January 11-15, 2003
Town & Country Convention Center
San Diego, CA
Poster: Genome Sequencing & ESTs
The Arabidopsis thaliana and Oryza sativa genomes have built a clear functional and structural foundation for the first large-scale expeditions into comparative plant genomics. While the notable void in other completed ‘model’-plant genomes remains, an incredible number of ESTs are being produced from a wide variety of plants. EST annotation and analysis systems such as Sputnik endeavour to apply some form of meaning to the these sequences in terms of homology, structure or function. This poster attempts to reveal insight on the content of large EST collections by correlating available EST and unigene data back to the parent genomes, and by investigating what doesn’t seem to make sense.

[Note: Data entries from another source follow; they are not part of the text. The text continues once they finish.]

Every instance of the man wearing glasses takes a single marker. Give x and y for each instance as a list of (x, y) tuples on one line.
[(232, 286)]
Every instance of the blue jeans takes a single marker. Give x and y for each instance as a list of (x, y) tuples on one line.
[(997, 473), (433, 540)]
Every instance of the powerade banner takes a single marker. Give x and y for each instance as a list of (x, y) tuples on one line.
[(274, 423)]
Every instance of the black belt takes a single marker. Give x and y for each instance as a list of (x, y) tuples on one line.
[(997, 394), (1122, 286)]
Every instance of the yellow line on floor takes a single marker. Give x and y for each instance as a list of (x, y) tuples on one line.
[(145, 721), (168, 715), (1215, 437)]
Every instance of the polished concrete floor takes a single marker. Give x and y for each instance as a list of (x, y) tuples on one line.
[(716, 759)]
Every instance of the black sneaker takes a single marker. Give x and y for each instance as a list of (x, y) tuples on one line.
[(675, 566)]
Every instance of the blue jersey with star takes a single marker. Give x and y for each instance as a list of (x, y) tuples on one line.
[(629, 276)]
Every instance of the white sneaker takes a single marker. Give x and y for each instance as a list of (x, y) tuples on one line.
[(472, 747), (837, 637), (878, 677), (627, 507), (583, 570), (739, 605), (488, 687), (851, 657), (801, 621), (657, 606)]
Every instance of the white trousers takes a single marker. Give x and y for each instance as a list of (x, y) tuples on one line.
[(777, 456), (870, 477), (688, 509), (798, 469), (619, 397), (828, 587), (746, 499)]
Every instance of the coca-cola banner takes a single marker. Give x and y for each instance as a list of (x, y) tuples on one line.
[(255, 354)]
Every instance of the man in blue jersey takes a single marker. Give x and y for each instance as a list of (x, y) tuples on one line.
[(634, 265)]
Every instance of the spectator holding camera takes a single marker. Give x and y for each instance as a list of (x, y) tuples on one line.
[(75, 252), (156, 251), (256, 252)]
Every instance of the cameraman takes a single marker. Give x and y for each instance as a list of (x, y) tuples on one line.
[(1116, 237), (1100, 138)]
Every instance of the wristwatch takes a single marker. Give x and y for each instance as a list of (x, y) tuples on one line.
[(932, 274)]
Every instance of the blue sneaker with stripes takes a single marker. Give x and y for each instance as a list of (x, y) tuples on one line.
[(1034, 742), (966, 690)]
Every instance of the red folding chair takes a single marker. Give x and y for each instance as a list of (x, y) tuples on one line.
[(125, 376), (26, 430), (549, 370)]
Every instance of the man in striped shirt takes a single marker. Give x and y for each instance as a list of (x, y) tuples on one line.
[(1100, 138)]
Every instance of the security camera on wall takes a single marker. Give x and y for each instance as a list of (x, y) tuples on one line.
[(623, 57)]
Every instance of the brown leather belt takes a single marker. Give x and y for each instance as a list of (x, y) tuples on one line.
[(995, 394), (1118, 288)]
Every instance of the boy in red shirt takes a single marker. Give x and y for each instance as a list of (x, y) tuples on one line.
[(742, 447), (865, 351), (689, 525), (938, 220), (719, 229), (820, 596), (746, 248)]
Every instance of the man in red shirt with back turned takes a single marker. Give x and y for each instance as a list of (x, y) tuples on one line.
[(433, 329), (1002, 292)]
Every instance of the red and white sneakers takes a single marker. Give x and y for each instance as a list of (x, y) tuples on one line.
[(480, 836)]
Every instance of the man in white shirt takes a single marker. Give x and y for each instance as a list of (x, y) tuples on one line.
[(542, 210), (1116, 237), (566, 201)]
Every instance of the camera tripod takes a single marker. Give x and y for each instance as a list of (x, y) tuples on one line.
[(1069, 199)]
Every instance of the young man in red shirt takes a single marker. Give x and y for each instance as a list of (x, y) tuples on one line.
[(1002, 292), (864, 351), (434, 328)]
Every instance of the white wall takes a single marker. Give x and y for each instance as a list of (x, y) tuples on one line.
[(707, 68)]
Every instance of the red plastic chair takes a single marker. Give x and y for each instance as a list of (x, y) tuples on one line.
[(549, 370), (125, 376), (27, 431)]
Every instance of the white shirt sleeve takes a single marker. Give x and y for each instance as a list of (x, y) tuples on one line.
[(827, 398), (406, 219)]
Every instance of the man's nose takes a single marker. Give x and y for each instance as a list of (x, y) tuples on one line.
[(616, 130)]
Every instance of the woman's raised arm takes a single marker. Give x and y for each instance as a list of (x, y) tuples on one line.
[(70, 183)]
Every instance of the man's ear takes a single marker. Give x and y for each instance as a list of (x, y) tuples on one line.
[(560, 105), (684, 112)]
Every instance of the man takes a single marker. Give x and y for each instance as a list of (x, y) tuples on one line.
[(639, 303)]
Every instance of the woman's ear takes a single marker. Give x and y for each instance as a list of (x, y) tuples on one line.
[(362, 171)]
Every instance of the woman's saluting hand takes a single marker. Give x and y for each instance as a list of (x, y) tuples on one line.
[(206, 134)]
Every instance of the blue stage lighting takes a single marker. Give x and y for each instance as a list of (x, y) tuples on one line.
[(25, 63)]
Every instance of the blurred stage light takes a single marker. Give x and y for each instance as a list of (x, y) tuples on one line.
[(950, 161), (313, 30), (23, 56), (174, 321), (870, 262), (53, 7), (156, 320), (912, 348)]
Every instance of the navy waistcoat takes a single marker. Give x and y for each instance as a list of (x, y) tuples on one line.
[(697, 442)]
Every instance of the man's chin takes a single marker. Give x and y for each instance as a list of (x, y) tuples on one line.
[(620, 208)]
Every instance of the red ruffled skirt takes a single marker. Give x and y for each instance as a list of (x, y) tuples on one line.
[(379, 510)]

175,000 Arabidopsis thaliana ESTs and 110,000 ESTs from Oryza sativa have been subjected to a state-of-the-art clustering and annotation pipeline. Close analysis of the unigene annotation reveals that EST libraries contain a mixture of the expected, the unexpected and the unexplainable. The preparation of a database of likely contaminant sequences reveals that the EST collections are largely clean of human, E.coli and phage contaminants. However, the EST collections contain a significant background of sequences that correspond to the genomic scaffold but which are absent from the annotated gene list. These sequences represent small peptides that have escaped annotation, non-coding RNAs or may stem from genomic DNA contaminants. A small proportion of sequences (~7.5%) cannot be explained as contaminants and show no homology to the host genome. These sequences may represent genes from the remaining gaps in the genomes (the centromeres in Arabidopsis), or may represent hitherto unidentified contaminants or pathogens. The development of an algorithm to explain host / non-host sequences is presented in the context of the analysis and annotation of plant-pathogen mixed cDNA libraries.